Early Influence - The Progressive Rock Movement
There's never a specific time and a date you can put on the inception of a genre, but you can pinpoint particular artists and people that made significant changes to the norms of their style of music. This is even harder to track with Math Rock as artists and bands often referred to when discussing the beginnings of the genre, aren't entirely considered Math Rock. According to William Covert Cameron Pinko and Nikk Hunter, Math is derived from Prog Rock; " (the) 1970’s movement provided an arena for musicians to combine virtuosic instrumentation, metrical complexity and sophisticated structure with the stripped back nature of modern rock music, the tenets that would play a key role in math rock’s later inception" The article in question titled, "You've Got to Learn How to Prog Before You Can Math" suggests just that; you can't fully understand Math Rock without first understanding Progressive Rock, as Math borrowed heavily from the ideals of Prog. In this article, Pinko and Hunter also state that "The prog story is as expansive as the pomp and fantastical imagery conceived by its makers". Jerry Ewing of udiscovermusic.com writes that Jethro Tull’s Ian Anderson told the audience at a progressive rock awards show that Prog was “music for people who get bored easily”" and also later quotes him stating that Prog “wasn’t just about breaking the rules, but knowing which rules to break in the first place!” Meaning that Prog artists weren't only trying to focus on more complex instrumentation and playing styles, but they were also looking for ways to bend the conventional idea of "complexity" in music. Similar to what was happening to Jazz when be-bop came onto the scene, a style of Jazz that developed in the 1940s and is characterized by improvisation, fast tempos, rhythmic unpredictability, and harmonic complexity (Verity, M. 2018). Some notable forerunners of Progressive Rock are bands like Genesis, Jethro Tull, Pink Floyd, and according to Andy Greene of Rollingstone magazine, Tool! There you go, that explains why Tool isn't described as Math Rock, because it's Prog Rock! But why are Progressive and Math two different things if they're so damn similar?

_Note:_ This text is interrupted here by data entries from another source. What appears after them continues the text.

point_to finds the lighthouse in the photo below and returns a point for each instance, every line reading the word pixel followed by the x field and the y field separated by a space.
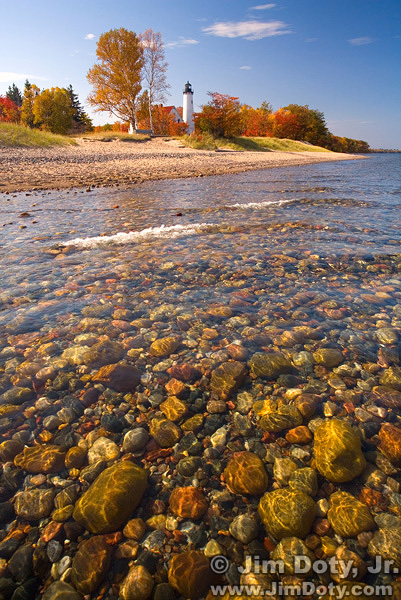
pixel 188 107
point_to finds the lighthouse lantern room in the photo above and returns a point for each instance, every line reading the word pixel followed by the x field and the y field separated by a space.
pixel 188 107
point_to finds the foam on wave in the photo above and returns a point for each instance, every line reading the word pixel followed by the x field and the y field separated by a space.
pixel 164 231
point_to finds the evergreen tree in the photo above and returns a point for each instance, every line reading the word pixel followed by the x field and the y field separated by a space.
pixel 14 94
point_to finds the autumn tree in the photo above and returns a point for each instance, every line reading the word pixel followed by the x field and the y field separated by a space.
pixel 14 94
pixel 52 110
pixel 116 78
pixel 312 126
pixel 30 93
pixel 154 69
pixel 221 117
pixel 9 111
pixel 81 121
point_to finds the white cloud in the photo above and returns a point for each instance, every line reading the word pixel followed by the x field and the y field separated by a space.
pixel 10 77
pixel 182 42
pixel 263 6
pixel 250 30
pixel 363 41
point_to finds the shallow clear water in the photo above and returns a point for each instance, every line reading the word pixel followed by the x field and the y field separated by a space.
pixel 234 226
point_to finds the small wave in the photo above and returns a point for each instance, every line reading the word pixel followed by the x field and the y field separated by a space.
pixel 164 231
pixel 251 205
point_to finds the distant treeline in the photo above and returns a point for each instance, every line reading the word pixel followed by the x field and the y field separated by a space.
pixel 56 109
pixel 225 116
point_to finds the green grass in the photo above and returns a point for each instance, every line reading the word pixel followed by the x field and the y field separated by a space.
pixel 112 136
pixel 18 136
pixel 249 144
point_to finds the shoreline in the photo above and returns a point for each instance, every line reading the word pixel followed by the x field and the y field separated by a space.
pixel 93 164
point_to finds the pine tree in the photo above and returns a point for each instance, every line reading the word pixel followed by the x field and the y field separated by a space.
pixel 14 94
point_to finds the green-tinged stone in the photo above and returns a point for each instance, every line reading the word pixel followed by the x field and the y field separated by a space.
pixel 193 423
pixel 164 346
pixel 304 480
pixel 328 357
pixel 338 451
pixel 290 548
pixel 111 498
pixel 103 353
pixel 392 378
pixel 16 395
pixel 386 543
pixel 390 443
pixel 246 474
pixel 33 505
pixel 386 396
pixel 60 590
pixel 348 516
pixel 46 458
pixel 90 564
pixel 122 378
pixel 137 585
pixel 286 417
pixel 63 514
pixel 9 410
pixel 190 574
pixel 287 513
pixel 173 408
pixel 9 449
pixel 227 378
pixel 75 457
pixel 269 366
pixel 166 433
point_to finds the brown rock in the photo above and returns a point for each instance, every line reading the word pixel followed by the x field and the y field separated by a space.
pixel 90 564
pixel 173 408
pixel 165 432
pixel 246 474
pixel 299 435
pixel 190 574
pixel 188 502
pixel 386 396
pixel 122 378
pixel 177 388
pixel 185 372
pixel 137 585
pixel 390 443
pixel 45 458
pixel 164 346
pixel 227 378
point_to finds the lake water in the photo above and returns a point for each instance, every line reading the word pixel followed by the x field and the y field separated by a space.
pixel 288 260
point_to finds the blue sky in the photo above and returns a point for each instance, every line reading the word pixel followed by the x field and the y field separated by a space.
pixel 342 57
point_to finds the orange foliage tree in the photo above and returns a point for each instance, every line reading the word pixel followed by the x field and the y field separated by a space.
pixel 257 122
pixel 221 117
pixel 9 111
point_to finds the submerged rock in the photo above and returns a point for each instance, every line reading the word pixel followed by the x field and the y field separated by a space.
pixel 348 516
pixel 338 452
pixel 227 378
pixel 287 513
pixel 111 498
pixel 122 378
pixel 188 502
pixel 46 458
pixel 190 574
pixel 90 564
pixel 269 366
pixel 246 474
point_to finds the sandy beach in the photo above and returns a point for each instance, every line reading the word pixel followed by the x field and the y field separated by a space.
pixel 98 164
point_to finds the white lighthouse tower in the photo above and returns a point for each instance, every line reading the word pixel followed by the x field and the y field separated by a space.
pixel 188 107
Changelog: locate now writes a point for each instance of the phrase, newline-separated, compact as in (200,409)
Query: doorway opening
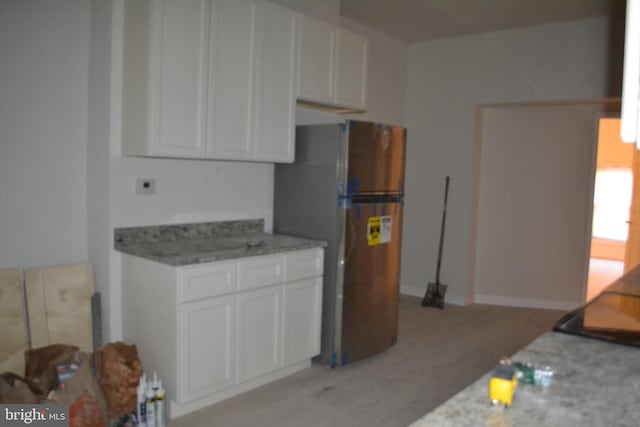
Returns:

When I first began to research the origins of math rock, I expected it to follow a direct lineage from progressive rock. After all, they share many elements, such as experimentation with song structure, use of odd time signatures, and influence from a diverse range of genres, both within and outside of rock. Both genres were birthed by musicians with the intention of creating original, intellectual music with the energy of rock and the experimentation and progressive nature of jazz and art music. Math rock shares a similar purpose as progressive rock but for the modern era, influenced primarily by more modern genres. (Sterling, K. 2018)
You only need listen to 3-4 Prog Rock tunes (which could take hours in itself) to pick up on it's complicated melodies and interesting time signatures. Some time signatures include (especially in Math Rock), 12/4, 11/8, 13/8, just to name a few.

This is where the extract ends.